Fish Creek - body about 380 µm
Larvae: Trematoda ☣
Greek trēma, perforation
Trematodes are parasitic. Digenetic flukes after hatching first infect and multiply in molluscs. These release free-swimming larvae, often with a distinctive forked tail, called cercariae.
Cercariae then enter vertebrates, where they mature, or other intermediate hosts. A few tropical species infect humans; elsewhere some may enter skin but die leaving small rashes.
Phylum Mollusca
Molluscs have a mantle chamber around more or less of the body, including the reproductive, respiratory, and excretory organs. Most groups have a ventral foot, used to crawl or adhere to surfaces, and a distinct a head with a tongue-like radula used to rasp food. The smallest grow a few millimetres long.
Snails and other gastropods twist to one side during development. Most have a helical shell they can retract into, and often a lid or operculum that closes it behind them. However lids are lacking in pulmonate groups, which lack the usual gills and breathe air or water through a pore into a lung-like mantle cavity.
Physidae – tadpole snails
Greek physa, bellows or bubble
Physids have thin tentacles with eyes at the base and their foot tapers to a point. In many types the mantle opening also has finger-like projections that act much like gills.
The shells here are sinistral, opening down to the left side as viewed from the end or spire. The breathing pore is likewise on the left.
Lymnaeidae – pond snails
Greek limnē, pond
Pond snails have flat, triangular tentacles with wide bases behind the eyes. They are also typically dextral, with the shell and breathing pore both opening to the right side.
Planorbidae – ramshorn snails
Latin planus, flat, orbis, orb
Ramshorn snails have thin tentacles and a rounded foot. They breathe on the left but the shells are variable, usually flattened into a planar spiral or sometimes a low cone.
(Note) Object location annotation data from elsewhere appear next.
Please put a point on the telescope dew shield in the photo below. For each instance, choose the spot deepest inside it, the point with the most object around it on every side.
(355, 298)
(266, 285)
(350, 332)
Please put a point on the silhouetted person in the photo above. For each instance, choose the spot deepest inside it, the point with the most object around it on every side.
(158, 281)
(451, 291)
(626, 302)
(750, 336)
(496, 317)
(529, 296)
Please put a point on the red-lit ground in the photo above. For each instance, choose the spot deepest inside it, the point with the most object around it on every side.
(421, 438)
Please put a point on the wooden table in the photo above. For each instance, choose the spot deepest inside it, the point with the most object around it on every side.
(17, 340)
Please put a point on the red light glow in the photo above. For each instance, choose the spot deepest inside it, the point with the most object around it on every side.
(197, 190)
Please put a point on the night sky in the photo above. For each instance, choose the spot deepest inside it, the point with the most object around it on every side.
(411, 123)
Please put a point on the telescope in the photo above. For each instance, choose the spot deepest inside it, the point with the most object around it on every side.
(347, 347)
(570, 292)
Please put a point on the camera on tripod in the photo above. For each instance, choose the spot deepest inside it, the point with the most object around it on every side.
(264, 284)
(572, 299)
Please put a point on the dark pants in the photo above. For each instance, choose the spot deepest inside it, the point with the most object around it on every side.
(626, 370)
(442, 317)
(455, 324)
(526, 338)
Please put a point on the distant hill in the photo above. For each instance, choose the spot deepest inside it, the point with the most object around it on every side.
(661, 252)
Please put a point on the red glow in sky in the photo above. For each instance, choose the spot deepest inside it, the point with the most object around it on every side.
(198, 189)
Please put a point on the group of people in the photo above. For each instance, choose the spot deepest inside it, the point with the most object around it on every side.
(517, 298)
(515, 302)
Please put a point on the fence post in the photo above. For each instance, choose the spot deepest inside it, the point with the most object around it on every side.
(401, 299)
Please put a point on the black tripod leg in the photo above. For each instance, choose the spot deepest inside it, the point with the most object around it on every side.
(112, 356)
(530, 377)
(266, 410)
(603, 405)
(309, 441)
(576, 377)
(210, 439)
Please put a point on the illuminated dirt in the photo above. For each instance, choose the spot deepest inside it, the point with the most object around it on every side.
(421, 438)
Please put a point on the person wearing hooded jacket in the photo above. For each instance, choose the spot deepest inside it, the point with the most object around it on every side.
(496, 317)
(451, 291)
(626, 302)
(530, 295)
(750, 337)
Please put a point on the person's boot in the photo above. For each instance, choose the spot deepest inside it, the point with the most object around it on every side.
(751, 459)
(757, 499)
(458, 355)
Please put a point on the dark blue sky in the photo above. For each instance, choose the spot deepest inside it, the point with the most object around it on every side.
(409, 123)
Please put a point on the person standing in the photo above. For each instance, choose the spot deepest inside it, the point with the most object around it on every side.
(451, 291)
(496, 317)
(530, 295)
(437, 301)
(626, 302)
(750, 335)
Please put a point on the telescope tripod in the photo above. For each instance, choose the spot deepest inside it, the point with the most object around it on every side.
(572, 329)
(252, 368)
Phylum Nematoda – roundworms
Roundworms are typically long and slender. Along with the following phyla, they moult several times during growth, and have no cilia. Instead they move by whipping back and forth.
Free-living kinds are usually less than 2 mm long and are most common in soil, but there are also many aquatic and parasitic types.
Phylum Tardigrada
Tardigrades have four pairs of stubby appendages with claws or adhesive pads. Most kinds are less than 1 mm in size, and occur among submerged moss and debris.